Duas decisões judiciais estabeleceram importantes prazos para a finalização da demarcação: em 2013 a 2ª Vara da Justiça Federal de Mato Grosso determinou que o processo fosse concluído – o que não ocorreu. Em agosto deste ano, o Supremo Tribunal Federal deu à FUNAI um prazo de 60 dias para estabelecer um cronograma definitivo para a completa demarcação do território.
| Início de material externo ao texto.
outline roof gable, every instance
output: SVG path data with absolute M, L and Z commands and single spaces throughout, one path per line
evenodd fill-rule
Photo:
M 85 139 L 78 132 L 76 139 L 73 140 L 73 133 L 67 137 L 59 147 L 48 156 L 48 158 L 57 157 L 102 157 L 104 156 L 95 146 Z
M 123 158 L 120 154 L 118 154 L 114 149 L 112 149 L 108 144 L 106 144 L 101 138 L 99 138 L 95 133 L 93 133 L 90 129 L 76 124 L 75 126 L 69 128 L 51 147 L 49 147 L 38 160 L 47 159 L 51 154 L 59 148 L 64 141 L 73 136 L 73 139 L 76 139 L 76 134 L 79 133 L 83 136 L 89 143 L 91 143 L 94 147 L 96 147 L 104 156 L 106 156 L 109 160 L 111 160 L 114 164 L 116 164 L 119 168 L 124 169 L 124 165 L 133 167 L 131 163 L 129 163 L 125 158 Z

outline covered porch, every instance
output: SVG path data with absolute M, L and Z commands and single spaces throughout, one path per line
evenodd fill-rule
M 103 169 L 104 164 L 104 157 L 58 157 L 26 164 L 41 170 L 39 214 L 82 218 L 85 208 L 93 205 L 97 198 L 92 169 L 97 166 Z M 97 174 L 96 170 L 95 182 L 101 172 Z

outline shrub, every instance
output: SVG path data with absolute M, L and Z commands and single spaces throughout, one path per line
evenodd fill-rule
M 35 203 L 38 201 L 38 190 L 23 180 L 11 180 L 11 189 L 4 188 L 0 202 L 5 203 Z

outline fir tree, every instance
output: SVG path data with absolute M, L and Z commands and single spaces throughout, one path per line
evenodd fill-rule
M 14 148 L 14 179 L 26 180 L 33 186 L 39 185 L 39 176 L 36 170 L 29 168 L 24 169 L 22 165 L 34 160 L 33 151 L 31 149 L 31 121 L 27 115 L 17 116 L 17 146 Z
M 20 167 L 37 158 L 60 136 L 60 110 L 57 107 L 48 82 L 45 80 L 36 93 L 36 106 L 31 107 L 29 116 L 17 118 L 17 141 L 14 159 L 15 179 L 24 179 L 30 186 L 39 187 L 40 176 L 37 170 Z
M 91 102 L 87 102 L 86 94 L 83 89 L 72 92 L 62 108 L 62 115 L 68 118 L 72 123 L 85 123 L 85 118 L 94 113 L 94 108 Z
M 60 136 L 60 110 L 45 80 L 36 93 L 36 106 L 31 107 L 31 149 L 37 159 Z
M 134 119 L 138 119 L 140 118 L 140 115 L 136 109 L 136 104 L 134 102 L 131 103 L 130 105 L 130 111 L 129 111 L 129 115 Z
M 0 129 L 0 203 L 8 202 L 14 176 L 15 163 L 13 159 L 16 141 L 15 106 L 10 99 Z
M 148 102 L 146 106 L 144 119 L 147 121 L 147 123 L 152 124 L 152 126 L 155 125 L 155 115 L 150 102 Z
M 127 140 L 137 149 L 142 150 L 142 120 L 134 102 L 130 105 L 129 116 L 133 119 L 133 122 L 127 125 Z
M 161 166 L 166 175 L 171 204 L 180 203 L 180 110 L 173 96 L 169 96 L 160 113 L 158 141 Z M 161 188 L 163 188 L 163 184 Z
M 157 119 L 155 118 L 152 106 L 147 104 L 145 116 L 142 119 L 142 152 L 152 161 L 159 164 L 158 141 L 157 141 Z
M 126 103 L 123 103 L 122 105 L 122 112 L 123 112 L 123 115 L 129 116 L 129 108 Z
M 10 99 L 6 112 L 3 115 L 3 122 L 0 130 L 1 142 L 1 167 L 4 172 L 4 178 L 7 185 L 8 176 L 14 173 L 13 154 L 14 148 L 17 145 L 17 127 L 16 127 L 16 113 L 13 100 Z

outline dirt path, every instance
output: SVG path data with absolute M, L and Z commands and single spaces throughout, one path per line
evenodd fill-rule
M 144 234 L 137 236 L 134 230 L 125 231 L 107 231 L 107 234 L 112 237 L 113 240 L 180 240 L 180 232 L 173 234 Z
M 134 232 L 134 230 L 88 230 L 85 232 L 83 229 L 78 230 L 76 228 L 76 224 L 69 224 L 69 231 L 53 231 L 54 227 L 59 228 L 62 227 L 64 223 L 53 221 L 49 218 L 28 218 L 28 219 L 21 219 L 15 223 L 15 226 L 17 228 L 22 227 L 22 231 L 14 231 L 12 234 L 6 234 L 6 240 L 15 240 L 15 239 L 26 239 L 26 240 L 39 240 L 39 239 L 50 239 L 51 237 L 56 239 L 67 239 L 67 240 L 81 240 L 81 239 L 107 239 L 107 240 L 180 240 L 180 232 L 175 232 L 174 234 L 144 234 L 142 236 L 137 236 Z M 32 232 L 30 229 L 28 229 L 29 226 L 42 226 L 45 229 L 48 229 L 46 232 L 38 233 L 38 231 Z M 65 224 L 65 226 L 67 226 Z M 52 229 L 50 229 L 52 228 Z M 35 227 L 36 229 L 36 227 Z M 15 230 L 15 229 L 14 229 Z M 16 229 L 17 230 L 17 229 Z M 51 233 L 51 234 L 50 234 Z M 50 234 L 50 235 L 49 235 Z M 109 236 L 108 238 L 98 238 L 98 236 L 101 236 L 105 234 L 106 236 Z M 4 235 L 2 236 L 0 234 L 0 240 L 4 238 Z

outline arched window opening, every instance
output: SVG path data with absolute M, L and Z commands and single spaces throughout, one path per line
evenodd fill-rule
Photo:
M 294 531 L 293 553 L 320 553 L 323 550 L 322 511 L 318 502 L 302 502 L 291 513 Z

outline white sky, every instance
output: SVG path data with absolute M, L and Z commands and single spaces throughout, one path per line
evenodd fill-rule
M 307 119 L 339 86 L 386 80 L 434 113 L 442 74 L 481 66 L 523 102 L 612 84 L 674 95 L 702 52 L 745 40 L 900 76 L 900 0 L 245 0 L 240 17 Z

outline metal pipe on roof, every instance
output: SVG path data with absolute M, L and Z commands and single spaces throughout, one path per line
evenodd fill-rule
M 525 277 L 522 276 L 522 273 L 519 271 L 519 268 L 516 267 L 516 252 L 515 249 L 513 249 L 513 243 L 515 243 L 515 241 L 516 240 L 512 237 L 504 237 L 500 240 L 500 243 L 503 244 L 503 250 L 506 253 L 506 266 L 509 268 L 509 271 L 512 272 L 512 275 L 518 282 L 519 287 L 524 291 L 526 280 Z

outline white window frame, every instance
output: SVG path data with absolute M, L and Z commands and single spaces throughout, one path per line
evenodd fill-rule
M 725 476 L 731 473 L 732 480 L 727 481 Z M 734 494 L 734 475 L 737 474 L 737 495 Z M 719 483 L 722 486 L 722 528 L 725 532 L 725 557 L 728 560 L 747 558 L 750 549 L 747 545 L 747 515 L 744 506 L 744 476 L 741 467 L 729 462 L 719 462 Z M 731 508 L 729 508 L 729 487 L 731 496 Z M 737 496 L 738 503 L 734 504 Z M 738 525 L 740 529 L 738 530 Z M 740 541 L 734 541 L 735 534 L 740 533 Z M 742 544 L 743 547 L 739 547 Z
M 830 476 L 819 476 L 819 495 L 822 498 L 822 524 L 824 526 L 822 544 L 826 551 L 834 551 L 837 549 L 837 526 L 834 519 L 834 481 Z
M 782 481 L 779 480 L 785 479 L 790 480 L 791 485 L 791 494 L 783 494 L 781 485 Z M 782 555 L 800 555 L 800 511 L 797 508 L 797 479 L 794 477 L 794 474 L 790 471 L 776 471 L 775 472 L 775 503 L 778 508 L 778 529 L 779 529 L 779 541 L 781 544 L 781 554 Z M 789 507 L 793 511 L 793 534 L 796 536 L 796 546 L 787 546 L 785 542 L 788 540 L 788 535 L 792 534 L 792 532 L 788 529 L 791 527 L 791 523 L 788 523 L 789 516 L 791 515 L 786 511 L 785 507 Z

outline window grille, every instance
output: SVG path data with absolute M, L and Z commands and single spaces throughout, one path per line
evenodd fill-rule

Eliane Xunakalo, a presidente da Federação dos Povos e Organizações Indígenas do Mato Grosso (Fepoimt), disse hoje:
“É extremamente importante a retomada da demarcação do território dos nossos parentes isolados. O Kawahiva do Rio Pardo é um território cobiçado pelos não-indígenas, extremamente violento para os servidores da FUNAI que trabalham na frente de proteção e nós só vamos ter a garantia de existência dos nossos parentes isolados se o território for demarcado.”
“Cabe a nós proteger os nossos parentes, proteger o seu modo de vida, porque eles são a resistência e a resiliência no meio de todas essas ameaças e desafios existentes aqui no Mato Grosso. Nós estamos falando de um estado extremamente conservador, de um governo local anti-indígena. É muito necessária a retomada dessa demarcação, é necessário políticas que visem a proteção dos nossos parentes.”
A coordenadora da Survival Brasil, Sarah Shenker, disse hoje: “Este é um dos casos mais críticos entre os povos indígenas isolados do Brasil. Os Kawahiva são sobreviventes de inúmeros ataques genocidas que mataram muitos deles; o processo de demarcação está parado, e invasores veem o território como uma terra a ser explorada economicamente. Sabemos que eles têm invadido a floresta dos Kawahiva, e qualquer encontro entre eles pode significar a morte para os indígenas isolados. As autoridades devem agir imediatamente para finalizar de uma vez por todas a demarcação da Terra Indígena Kawahiva para que os Kawahiva possam sobreviver, prosperar e continuar sendo os melhores guardiões de sua floresta única."
Informações Extras via COIAB
Região de conflito
De acordo com informações da Gerência de Povos Isolados e de Recente Contato da Coordenação das Organizações Indígenas da Amazônia Brasileira (Coiab), os Kawahiva fazem parte de um conjunto de povos e línguas indígenas de um ramo Tupi.
São povos que habitam o sul do Amazonas, norte do Mato Grosso, Rondônia e parte do Acre. Alguns estão na Bolívia também. Trata-se de um grupo grande, com características em comum. O que os une é, justamente, semelhanças linguísticas e culturais.
Entre os povos que compõem o grupo, estão: os Tupari, os próprios Kawahiva, os Piripkura, os Cinta Larga, os Jiahui e os Parintintim. Vários povos de língua Tupi desta região também são pertencentes a este grupo maior.
A região que habitam é onde ocorre a expansão da fronteira agrícola atual nos estados do Amazonas, Acre, Mato Grosso e Rondônia.
A distribuição dos Kawahiva coincide, portanto, com a expansão da agricultura predatória, da pastagem, da monocultura de soja e outros modelos semelhantes, danosos aos territórios indígenas.
O agronegócio predatório cerca os povos desta região. Paralelo a este cenário, os grupos Kawahiva sobreviveram a vários massacres. É o caso dos Piripkura, dos Juma e dos Kawahiva do Rio Pardo.
Demarcação interrompida
O processo de demarcação e regularização fundiária do território dos Kawahiva, assim como de outras terras indígenas (TIs), está paralisado por pressão política. A bancada ruralista, financiada pelo agronegócio, não tem interesse em dar continuidade à garantia de um direito originário. Por isso, Câmara e Senado aprovaram o Projeto de Lei 2903, que regulamenta o Marco Temporal. Estes políticos são os mesmos que invadem TIs.
A Coiab reitera que a terra Kawahiva do Rio Pardo precisa ser protegida. Infelizmente existe um esforço por parte da classe política em negar a existência desse povo isolado.
Em vez de ajudar a proteger, estes políticos contribuem mais com o desequilíbrio e com as mudanças climáticas. Demarcar e regularizar a situação fundiária dessa região é importantíssimo para preservação deste povo isolado.